Install the new purge valve hoses with new hose clamps on the purge valve side. Stainless is the way to go. Put the big intake hoses back on the IA’s. (Not shown).

You now have replaced the IA. Reverse everything I told you so far and put it all back. Do not forget to connect battery connections properly.



A closer look of the still good bank 2 IA.



And the bad one: I will tear this puppy down later to see if I can find root cause. Note the little piece of plastic sitting near the butterfly valve. The hose end is still stuck on the IA. It is really stuck!



And everything back together just before putting the plenums back on. Fresh tie wraps for the 3 aforementioned connectors. And everything wired clean.

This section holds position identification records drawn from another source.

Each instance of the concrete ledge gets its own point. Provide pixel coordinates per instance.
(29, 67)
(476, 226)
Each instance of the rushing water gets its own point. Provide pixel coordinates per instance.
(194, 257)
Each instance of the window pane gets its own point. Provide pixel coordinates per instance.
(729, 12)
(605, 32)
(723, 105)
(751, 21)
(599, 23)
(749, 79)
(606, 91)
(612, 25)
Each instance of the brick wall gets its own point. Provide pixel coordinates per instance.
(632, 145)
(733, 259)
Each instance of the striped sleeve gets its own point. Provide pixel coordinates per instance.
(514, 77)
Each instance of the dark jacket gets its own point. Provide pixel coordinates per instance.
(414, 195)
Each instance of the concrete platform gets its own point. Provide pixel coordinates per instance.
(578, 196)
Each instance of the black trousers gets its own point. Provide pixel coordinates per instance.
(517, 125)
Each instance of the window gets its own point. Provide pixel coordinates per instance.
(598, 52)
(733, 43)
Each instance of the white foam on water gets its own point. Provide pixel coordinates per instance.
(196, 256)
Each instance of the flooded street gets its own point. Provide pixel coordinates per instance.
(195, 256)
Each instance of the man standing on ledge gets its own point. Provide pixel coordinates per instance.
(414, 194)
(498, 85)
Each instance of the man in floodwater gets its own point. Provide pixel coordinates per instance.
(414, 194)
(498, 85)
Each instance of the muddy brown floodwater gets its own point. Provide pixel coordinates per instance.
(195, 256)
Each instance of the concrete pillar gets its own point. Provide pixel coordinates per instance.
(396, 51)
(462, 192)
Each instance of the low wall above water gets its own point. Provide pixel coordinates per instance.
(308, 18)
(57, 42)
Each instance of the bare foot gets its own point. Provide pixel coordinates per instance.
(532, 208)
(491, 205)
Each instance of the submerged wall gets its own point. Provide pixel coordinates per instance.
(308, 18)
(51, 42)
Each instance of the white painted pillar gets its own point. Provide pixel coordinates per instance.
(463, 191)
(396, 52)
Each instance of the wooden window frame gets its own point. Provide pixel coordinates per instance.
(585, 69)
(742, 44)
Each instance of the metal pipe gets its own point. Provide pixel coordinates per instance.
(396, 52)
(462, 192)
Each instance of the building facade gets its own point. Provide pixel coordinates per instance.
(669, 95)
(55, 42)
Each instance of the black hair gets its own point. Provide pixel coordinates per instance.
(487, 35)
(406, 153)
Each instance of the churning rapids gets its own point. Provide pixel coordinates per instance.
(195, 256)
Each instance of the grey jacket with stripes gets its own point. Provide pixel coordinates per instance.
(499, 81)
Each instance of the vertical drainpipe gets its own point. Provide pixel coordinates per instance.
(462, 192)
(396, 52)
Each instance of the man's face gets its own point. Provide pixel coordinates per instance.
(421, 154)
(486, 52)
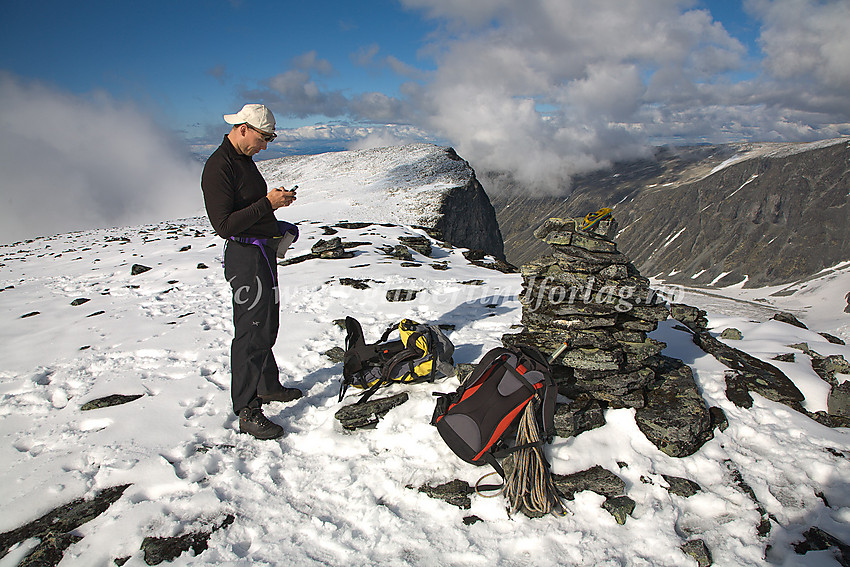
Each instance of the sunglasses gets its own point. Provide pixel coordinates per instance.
(264, 135)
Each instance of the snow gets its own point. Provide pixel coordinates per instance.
(774, 149)
(323, 496)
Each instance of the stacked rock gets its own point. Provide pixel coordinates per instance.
(588, 295)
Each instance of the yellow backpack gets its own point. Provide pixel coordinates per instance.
(421, 354)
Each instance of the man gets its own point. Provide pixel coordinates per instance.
(241, 210)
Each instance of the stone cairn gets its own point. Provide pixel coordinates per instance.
(587, 294)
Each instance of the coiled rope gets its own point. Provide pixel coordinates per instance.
(529, 486)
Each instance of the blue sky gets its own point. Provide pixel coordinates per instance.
(544, 89)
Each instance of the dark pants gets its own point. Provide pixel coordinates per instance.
(255, 320)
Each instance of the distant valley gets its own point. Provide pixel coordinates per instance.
(749, 214)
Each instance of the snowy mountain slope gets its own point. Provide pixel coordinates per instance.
(402, 184)
(323, 496)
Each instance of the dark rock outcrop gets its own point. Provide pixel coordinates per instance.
(774, 204)
(588, 308)
(750, 373)
(367, 414)
(53, 528)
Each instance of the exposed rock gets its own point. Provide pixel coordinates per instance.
(399, 252)
(832, 338)
(675, 417)
(620, 507)
(330, 249)
(482, 259)
(367, 414)
(108, 401)
(50, 550)
(596, 479)
(828, 366)
(419, 243)
(774, 204)
(681, 486)
(578, 416)
(590, 309)
(53, 528)
(763, 529)
(731, 334)
(697, 549)
(789, 318)
(354, 282)
(401, 295)
(455, 492)
(159, 549)
(718, 418)
(432, 188)
(838, 403)
(818, 540)
(752, 373)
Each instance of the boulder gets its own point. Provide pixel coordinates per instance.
(675, 417)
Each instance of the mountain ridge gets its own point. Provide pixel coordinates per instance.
(748, 214)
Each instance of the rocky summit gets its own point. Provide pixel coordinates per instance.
(587, 306)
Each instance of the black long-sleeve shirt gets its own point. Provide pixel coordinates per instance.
(235, 195)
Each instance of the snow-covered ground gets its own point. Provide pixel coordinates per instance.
(324, 496)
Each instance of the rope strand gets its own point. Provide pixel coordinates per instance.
(529, 485)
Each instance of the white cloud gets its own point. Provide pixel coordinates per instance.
(71, 163)
(806, 39)
(546, 89)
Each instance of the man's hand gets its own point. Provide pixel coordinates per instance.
(280, 197)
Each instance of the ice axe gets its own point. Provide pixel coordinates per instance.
(558, 352)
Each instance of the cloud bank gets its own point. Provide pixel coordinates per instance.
(551, 88)
(71, 163)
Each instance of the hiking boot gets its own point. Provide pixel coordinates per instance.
(254, 423)
(284, 395)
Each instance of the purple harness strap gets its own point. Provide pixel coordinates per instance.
(262, 243)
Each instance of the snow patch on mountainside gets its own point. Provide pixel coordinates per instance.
(775, 150)
(399, 184)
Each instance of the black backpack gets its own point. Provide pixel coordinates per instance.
(479, 421)
(421, 354)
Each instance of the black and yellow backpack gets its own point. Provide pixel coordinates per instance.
(421, 354)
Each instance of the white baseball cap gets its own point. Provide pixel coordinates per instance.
(256, 115)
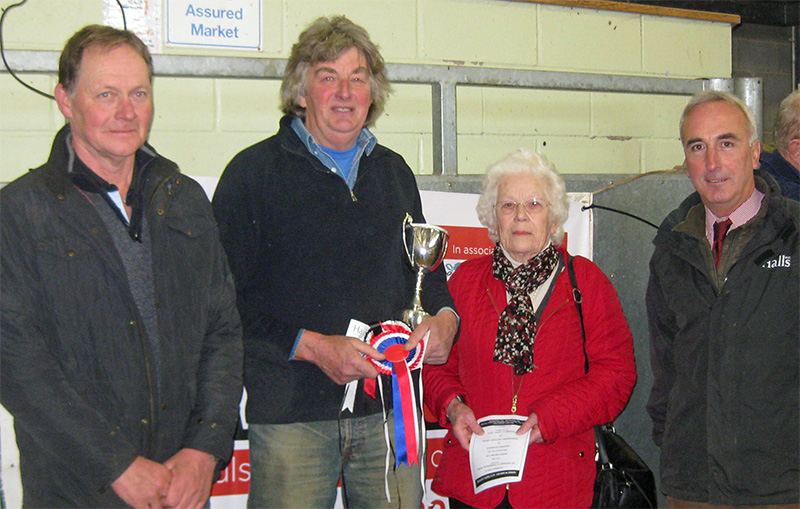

Before you move on and put the plenums back on, re-connect the battery and run the IA actuator and TA actuator tests in ISTA/D. This saves a lot of time when something is wrong. Do not start the engine of course. Just turn on ACC and apply electrical power to the engine. Find the procedure in ISTA/D and run it. Make sure all IA and TA pass. Mine did, lucky me. You will get extra engine codes: The MAFs are disconnected, so do not be surprised. And the dash will throw you a coolant low symbol because the reservoir level sensor is still disconnected. After you put it all together, clear all the codes. Start the engine and when all is well drive it for a bit to test the behavior. Read the codes again when you come back to be sure everything is fine.

I hope this is of help for anybody endeavoring replacing anything inside the engine V. Throttle actuators and Idle actuators and more. Doing this myself probably saved me $1500 bucks or so. Worth the annoyance. It took me 8 hours in total. And I call myself somewhat experienced at this point.